Aung San Suu Kyi

27.07.2020 ( Modifié le : 29.03.2022 )
TRIAL International rappelle que jusqu'à ce qu'une éventuelle condamnation soit entrée en force, toute personne accusée ou poursuivie par une juridiction nationale ou internationale est présumée innocente.

FAITS

Le 25 août 2017, une répression militaire a débuté au Myanmar contre le peuple Rohingya après que des militants aient prétendument attaqué des postes de police dans l’État de Rakhine. Cette violente répression a forcé plus de 740’000 civils à fuir les massacres, les exécutions extrajudiciaires et les violences sexuelles.

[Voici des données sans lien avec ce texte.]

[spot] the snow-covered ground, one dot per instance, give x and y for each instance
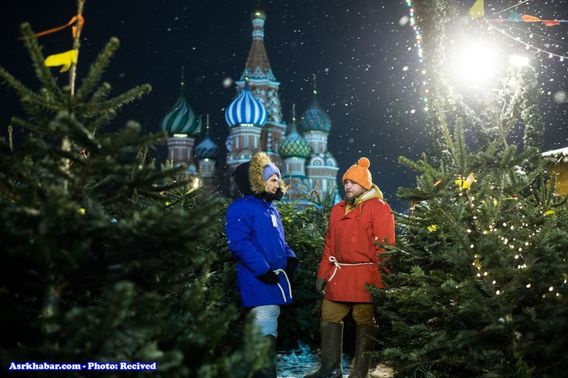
(298, 363)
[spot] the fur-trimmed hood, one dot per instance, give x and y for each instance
(256, 168)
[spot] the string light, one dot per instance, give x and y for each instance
(418, 40)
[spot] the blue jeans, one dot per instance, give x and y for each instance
(266, 319)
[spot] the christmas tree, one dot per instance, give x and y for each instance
(477, 283)
(105, 258)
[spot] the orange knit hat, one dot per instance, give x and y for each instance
(359, 173)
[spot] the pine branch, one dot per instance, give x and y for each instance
(125, 98)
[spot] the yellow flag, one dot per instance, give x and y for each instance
(476, 11)
(465, 184)
(62, 59)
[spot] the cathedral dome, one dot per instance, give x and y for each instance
(246, 109)
(315, 118)
(293, 144)
(181, 119)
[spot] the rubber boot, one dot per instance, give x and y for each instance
(269, 371)
(331, 350)
(365, 342)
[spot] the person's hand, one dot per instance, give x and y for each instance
(291, 265)
(268, 278)
(320, 286)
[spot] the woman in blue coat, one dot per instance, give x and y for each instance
(256, 239)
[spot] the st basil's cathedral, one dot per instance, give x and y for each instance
(255, 122)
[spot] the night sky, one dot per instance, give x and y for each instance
(362, 51)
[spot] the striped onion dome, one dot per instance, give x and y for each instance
(315, 118)
(206, 149)
(246, 109)
(293, 144)
(181, 119)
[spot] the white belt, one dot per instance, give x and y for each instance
(278, 271)
(338, 265)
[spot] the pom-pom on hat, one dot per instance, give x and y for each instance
(360, 174)
(269, 170)
(260, 165)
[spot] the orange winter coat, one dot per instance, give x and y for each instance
(351, 241)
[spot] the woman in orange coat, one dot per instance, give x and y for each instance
(359, 227)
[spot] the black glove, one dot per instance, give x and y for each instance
(320, 286)
(268, 278)
(291, 265)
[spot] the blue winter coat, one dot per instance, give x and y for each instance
(256, 239)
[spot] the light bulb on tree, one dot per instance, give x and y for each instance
(474, 64)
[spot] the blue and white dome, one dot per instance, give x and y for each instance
(181, 119)
(246, 109)
(315, 118)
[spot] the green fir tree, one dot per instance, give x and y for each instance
(478, 279)
(104, 257)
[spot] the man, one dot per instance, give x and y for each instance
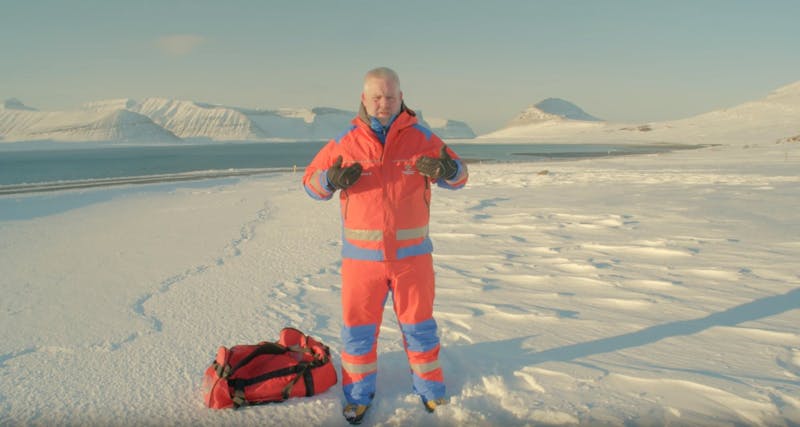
(383, 166)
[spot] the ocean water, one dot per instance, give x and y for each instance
(24, 170)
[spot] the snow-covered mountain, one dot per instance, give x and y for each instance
(116, 125)
(773, 118)
(551, 110)
(171, 120)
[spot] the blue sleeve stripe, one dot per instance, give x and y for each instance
(342, 135)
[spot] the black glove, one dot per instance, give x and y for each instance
(443, 166)
(341, 178)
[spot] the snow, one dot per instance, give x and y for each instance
(644, 290)
(639, 290)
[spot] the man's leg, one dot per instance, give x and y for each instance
(413, 292)
(364, 292)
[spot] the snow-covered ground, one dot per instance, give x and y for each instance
(642, 290)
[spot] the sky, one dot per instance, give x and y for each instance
(481, 62)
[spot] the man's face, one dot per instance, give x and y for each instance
(381, 98)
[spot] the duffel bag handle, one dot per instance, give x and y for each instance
(263, 348)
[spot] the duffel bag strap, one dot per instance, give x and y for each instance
(263, 348)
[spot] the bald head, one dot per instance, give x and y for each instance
(382, 97)
(383, 73)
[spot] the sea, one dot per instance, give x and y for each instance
(50, 169)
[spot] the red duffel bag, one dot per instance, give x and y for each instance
(296, 365)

La mission internationale indépendante d’établissement des faits de l’Organisation des Nations Unies au Myanmar a conclu que les soldats avaient systématiquement recours au viol, au viol collectif et à d’autres actes sexuels violents et forcés contre les femmes, les filles, les garçons, les hommes et les personnes transgenres. Les enquêteurs des Nations Unies ont qualifié cette répression sévère de « génocide » et ont déclaré que les généraux à la tête de l’armée nationale devaient répondre aux accusations de génocide dans le nord de l’État de Rakhine ainsi qu’aux accusations de crimes contre l’humanité et de crimes de guerre dans les États de Rakhine, Kachin et Shan.

PROCEDURE

Le 13 novembre 2019, l’Organisation Rohingya Birmane du Royaume-Uni (Burmese Rohingya Organisation UK ou Brouk) a déposé une plainte contre Aung San Suu Kyi et d’autres individus auprès des autorités argentines pour des allégations de génocide et de crimes contre l’humanité contre le peuple Rohingya, impliquant notamment des exterminations de masse qui auraient été commises en août 2017.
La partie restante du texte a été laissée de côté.